As for literature about India and the rest of the East, she knew the limits of writers like E.M. Forster and Rudyard Kipling.
“These people were all writing about India through the British prism, through the lens of the British seeing a colonized people,” she told the public radio show “Fresh Air” in 1991. “And to that extent it was an inaccurate picture, in my view. And certainly they wrote largely about men.”
Gita Patnaik was born on Dec. 12, 1942, in New Delhi to Biju and Gyan Patnaik. In the 1940s her father was a daring pilot, flying missions for the British in Burma but also doing clandestine work for the pro-independence movement.
“Two weeks after I was born,” Ms. Mehta told “Fresh Air,” “my father was taken off in handcuffs to British jails, where he was kept for the next three and a half years.”
In “Snakes and Ladders,” she wrote that as he was being led away, her father whispered to her mother that she should dispose of pistols he was keeping for some young nationalists. Her mother stuffed them into pillowcases, drove to what seemed a secluded spot and threw them in a ditch.
“The next day Mother discovered she had decanted the pistols outside the walled compound of the Chief Inspector of Police,” Ms. Mehta wrote. “Fortunately, even in that moment of high melodrama, my mother, with the miserliness of the good housewife, had been careful not to use her monogrammed linen.”
Her father was released from prison in 1946 and went on to a successful career as a businessman and politician.
Ms. Mehta earned a degree at Cambridge University, which is also where she met Ajai Singh Mehta, known as Sonny.
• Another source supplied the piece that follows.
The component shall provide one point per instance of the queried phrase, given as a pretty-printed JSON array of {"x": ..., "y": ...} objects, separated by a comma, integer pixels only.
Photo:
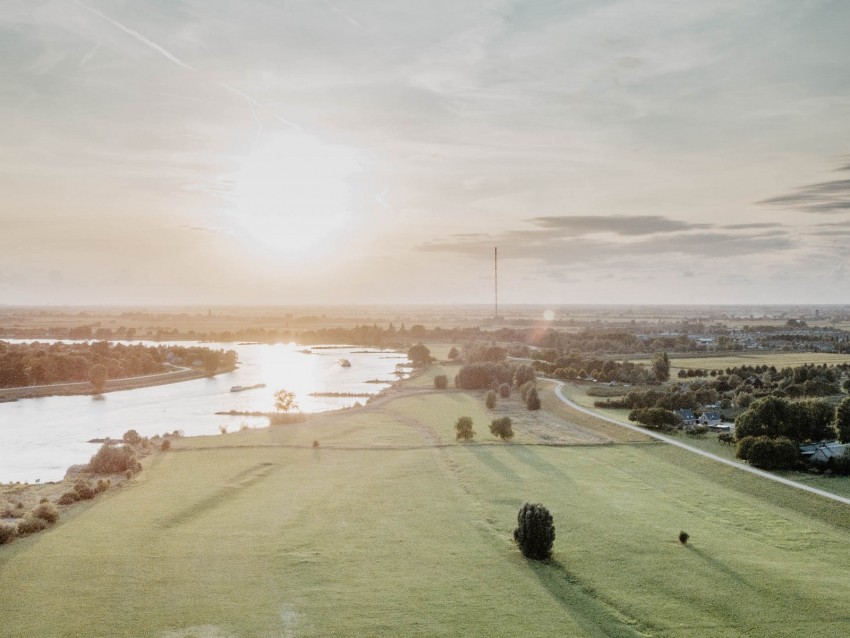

They married in 1965.
In her 20s Ms. Mehta taught briefly at Bombay University and worked on documentaries for British television, but she soon abandoned that career. “I fell back into my natural indolence,” she joked in the Sunday Telegram interview.
Mr. Mehta died in 2019. Ms. Mehta is survived by their son, Aditya Mehta; a granddaughter; and two brothers, Prem and Naveen Patnaik.
“I’m lucky to be a writer coming out of a civilization like India,” Ms. Mehta told The San Francisco Chronicle in 1993. “After all, ours is the civilization that based everything on relativity long before Albert Einstein came up with the physics of it. The notion of relativity, of time, of experience and of cognition is something we as writers can always tap into.”